Age related macular degeneration (AMD), a significant cause of blindness in older people, has attracted substantial attention as a condition to be tackled in the first trials of regenerative medicine using cells derived from Pluripotent Stem Cells. Lines of these cells, first isolated as ‘embryonic stem (ES) cells’ from the pre-implantation stages of early embryos, have the ability to differentiate into any cells types found in the adult human body. Subsequently, it was shown that similar cells, so called ‘induced pluripotent stem (iPS) cells’ could be obtained by reprogramming somatic cells to an early embryonic-like state.
Under the right culture conditions, both ES and iPS cells differentiate into retinal pigment epithelial (RPE) cells, the cells that support the photoreceptors of the retina and are lost in AMD. A paper just published in the New England Journal of Medicine (Mandai et al. 2017) reports the first clinical trial of RPE cells derived from iPS cells to treat AMD. Although only a single patient was treated in what was primarily a phase 1 safety trial, the report highlights issues that will have to be addressed more generally as regenerative medicine develops.
Phase 1 trials of ES cell-derived RPE cells have also been reported (Schwartz et al. 2015, Song et al. 2015) and similarly found no significant adverse effects due to abnormal cell proliferation or tumor formation, suggesting that the approach is intrinsically safe. However, because they are derived from early human embryos, ES cells pose ethical difficulties for some people, particularly in some countries, while there are concerns that transplantation of allogeneic will require long term immunosuppression which may cause other problems for the treated patients. The use, by Mandai et al (2017), of autologous iPS cells derived from somatic cells of the patient, to produce the RPE cells for transplantation alleviates both the ethical concerns about the use of embryos and the need for immunosuppression. Consequently, the first clinical transplantation of iPS cell-derived RPE cells represents an important milestone.

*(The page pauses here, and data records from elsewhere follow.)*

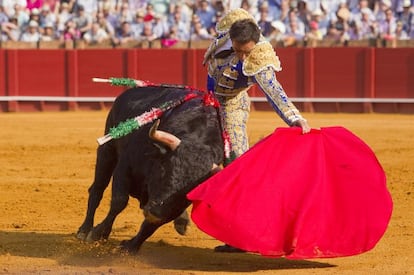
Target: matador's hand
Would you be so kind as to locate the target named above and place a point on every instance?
(302, 123)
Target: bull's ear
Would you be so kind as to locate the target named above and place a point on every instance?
(163, 137)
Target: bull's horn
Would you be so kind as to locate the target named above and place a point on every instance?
(165, 138)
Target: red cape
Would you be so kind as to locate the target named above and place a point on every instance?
(317, 195)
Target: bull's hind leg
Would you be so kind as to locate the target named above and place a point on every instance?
(147, 229)
(119, 200)
(105, 164)
(181, 223)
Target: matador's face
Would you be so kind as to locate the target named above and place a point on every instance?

One of the issues raised in this report, however, is that iPS cells from one prospective patient were found to carry several mutations not detected in that patient. Although, there was no strong evidence to indicate that these particular mutations would cause a problem, on the precautionary principle, RPE cells from those iPS cells were not used. However, ES and iPS cells do commonly acquire genetic variants during culture, probably because some mutations offer the undifferentiated stem cells a growth advantage (ISCI 2011). These were first detected as karyotypic changes, for example, gains of chromosome 17 or 12. It would be relatively straight forward to avoid using cell lines carrying such gross changes but, with ever finer genetic analysis, all ES and iPS cells will inevitably be found to carry genetic variations of some description. It will, then, be essential to develop a framework to decide which mutation present an unacceptable risk and which are acceptable given the specific context such as the type of cell to be transplanted, the age of the patient and the site of transplantation. This is an area of current active debate, and will eventually require an international consensus as the pace of trials develop, something that was recently discussed at a meeting organized at the Jackson Laboratory in Bar Harbor by the International Stem Cell Initiative (http://www.stem-cell-forum.net/initiatives/isci/).
Amps, K., et al. (2011). “Screening ethnically diverse human embryonic stem cells identifies a chromosome 20 minimal amplicon conferring growth advantage.” Nat Biotechnol 29(12): 1132-1144.
Mandai, M., et al. (2017). “Autologous Induced Stem-Cell-Derived Retinal Cells for Macular Degeneration.” N Engl J Med 376(11): 1038-1046.
Schwartz, S. D., et al. (2015). “Human embryonic stem cell-derived retinal pigment epithelium in patients with age-related macular degeneration and Stargardt’s macular dystrophy: follow-up of two open-label phase 1/2 studies.” Lancet 385(9967): 509-516.
Song, W. K., et al. (2015). “Treatment of macular degeneration using embryonic stem cell-derived retinal pigment epithelium: preliminary results in Asian patients.” Stem Cell Reports 4(5): 860-872.